1)  learn to mix through understanding what will happen rather than hit and miss approach

2) to paint with colours that work together rather than what in your reference

3) learn that good colour can carry a painting more than any other aspect

4) learn what colours and pigments are

5) Why I use the palette I do, mixing blacks, understanding and mixing greens

6) taking a colour through it’s full range. Colour perspective.*

*if we have time


Materials List


  • Phthalo Blue or Phthalo Blue Green Shade (Not Red Shade)
  • Ultramarine Blue or French Ultramarine
  • Cadmium/Pyrrole or Napthol Red Light (Medium Ok)
  • Primary or Quinacradone Magenta
  • Cadmium/Bismuth or Arilide (Hansa) Yellow Lite
  • Cadmium/Bismuth or Arilide (Hansa) Yellow Deep*
  • Titanium White
  • Burnt Sienna*
  • Yellow Ochre/Yellow Oxide*

If you are signed up for a colour course, be sure to have these colours — not the one the guy in the art store tells you is “close”. This is the same colour list for all my classes and is a good primary list
*good to have, but not essential (will make life easier)

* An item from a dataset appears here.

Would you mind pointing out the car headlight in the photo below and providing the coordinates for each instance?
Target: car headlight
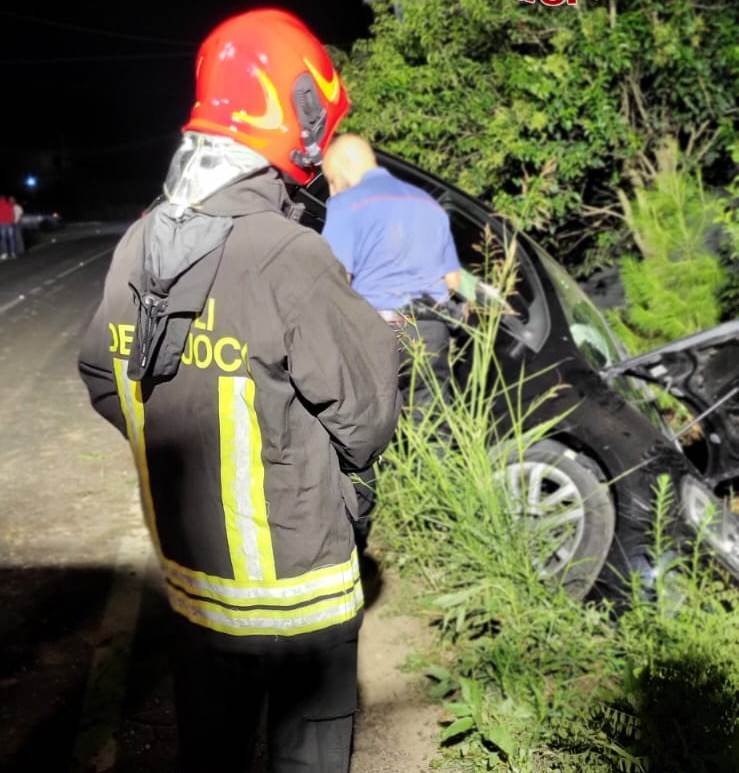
(712, 519)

Bring your choice of canvas, canvas boards, Masonite panels, birch panels, or water colour paper. Better to work smaller and complete more work in the workshop than a single, large piece.

8×10 to 16×20 range are good sizes for a workshop. My preference is Canvas


Your pallet should be flat with little wells for paint to stick in, and white. It can be glass, no-stick, plastic, or disposable; wet pallets are a great asset keeping your paint and mixes wet. Also bring paper towels and water cup or container.


Most brushes can be used for acrylic painting, along with fingers, colour shapers, and sponges. Below are the brushes I like to use most often. Get a couple of sizes in either flats or Filberts and one or two large flat. Don’t buy really cheap brushes, but you don’t need to buy really expensive brushes.

  • Filberts and/or flats (rounded/square end)
  • 1” to 1 1/2” Flat

Small Spray Bottles:

Although these are not used in every class, I will show you how and where to use them. These are just cheap little bottles from the dollar store that we will be filling with paint. They often don’t last more than a day, so extras are handy.

Reference Material:

Bring your own photos or use my supplied prints of other artist paintings. A lot can be learned by copying the works of other artists.